Le vent arrive de la mer.
Personne dans les allées.
Les piscines sont vides.
Les terrains crevés d’herbes folles.
Les blocs de bungalow sur le chemin sont vacants, désertés du spectre de leurs anciens occupants, revenus dans leur béton d’origine.
Les structures de loisirs sont vaines.
La station balnéaire est plus morte à l’automne que Beyrouth Ouest un jour de combats.

Je ne sors pas du réduit. Il sent la corruption marine et l’insecticide. Rien ne bouge à travers la baie vitrée. Rien que des lambeaux de nuages blancs et des feuilles de palmiers. Je ne veux pas aller dehors. Je ne veux pas consentir à la station balnéaire plus morte à l’automne que Beyrouth Ouest un dimanche de combats.
Je m’enlise dans la chauffeuse tandis que ma mère et ma sœur ne cessent de bouger.
Ma mère partie en chasse me trouve une place dans une école de la région. Il ne faut pas perdre une année scolaire de plus.

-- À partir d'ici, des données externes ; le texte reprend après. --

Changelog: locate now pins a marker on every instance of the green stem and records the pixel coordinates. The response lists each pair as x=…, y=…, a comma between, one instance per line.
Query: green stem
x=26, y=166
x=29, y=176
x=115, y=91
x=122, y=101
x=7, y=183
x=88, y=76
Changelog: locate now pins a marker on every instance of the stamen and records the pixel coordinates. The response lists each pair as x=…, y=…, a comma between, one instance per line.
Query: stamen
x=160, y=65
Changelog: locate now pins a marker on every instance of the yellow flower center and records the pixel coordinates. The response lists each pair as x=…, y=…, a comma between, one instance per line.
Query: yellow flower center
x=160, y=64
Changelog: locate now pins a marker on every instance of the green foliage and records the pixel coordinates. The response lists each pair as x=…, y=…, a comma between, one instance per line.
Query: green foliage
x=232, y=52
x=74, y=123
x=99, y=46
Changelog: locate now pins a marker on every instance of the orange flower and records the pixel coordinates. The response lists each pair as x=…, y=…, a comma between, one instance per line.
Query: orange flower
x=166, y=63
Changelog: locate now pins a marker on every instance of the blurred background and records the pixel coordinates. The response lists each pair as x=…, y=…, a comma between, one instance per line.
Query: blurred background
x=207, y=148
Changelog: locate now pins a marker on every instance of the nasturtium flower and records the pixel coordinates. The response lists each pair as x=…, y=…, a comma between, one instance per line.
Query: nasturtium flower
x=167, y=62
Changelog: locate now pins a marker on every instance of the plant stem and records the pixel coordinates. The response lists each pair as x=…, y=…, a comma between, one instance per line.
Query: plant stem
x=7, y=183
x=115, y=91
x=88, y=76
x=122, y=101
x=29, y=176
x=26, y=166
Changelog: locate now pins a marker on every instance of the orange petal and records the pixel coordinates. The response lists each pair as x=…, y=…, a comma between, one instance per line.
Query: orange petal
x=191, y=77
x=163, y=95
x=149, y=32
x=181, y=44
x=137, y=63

Je suis d’une immobilité invincible. Mes yeux sont rivés sur la bonde de la salle de bains. À travers le ballet incessant de leurs jambes. Près de la bonde, dans le giron du trou, je reste au contact de voies souterraines qui me relient à notre ancien appartement. À celui que je suis chargé d’éliminer si je veux un jour aller dehors, me jeter dans les équipements dépeuplés de la station balnéaire.
Une école catholique, sur une colline de conifères, afin de ne pas manquer une année scolaire de plus.

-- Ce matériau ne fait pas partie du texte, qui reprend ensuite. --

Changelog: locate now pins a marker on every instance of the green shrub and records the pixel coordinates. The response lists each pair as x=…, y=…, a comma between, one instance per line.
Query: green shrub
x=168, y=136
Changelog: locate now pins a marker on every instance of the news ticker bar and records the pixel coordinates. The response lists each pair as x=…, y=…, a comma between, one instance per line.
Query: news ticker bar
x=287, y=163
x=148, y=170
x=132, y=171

Se représenter la perte d’une année scolaire de plus demande un sens de la durée et une capacité de projection dans l’avenir dont je suis complètement dépourvu.
Je n’ai pas l’intelligence du temps.
La guerre m’a libéré des horloges.
C’est à une liquidation qu’appelle la station balnéaire et il est trop tôt pour passer à l’acte.
La liquidation de soi.
Dans l’attente que l’acte ne vienne jamais je regarde la bonde, je parle à la bonde.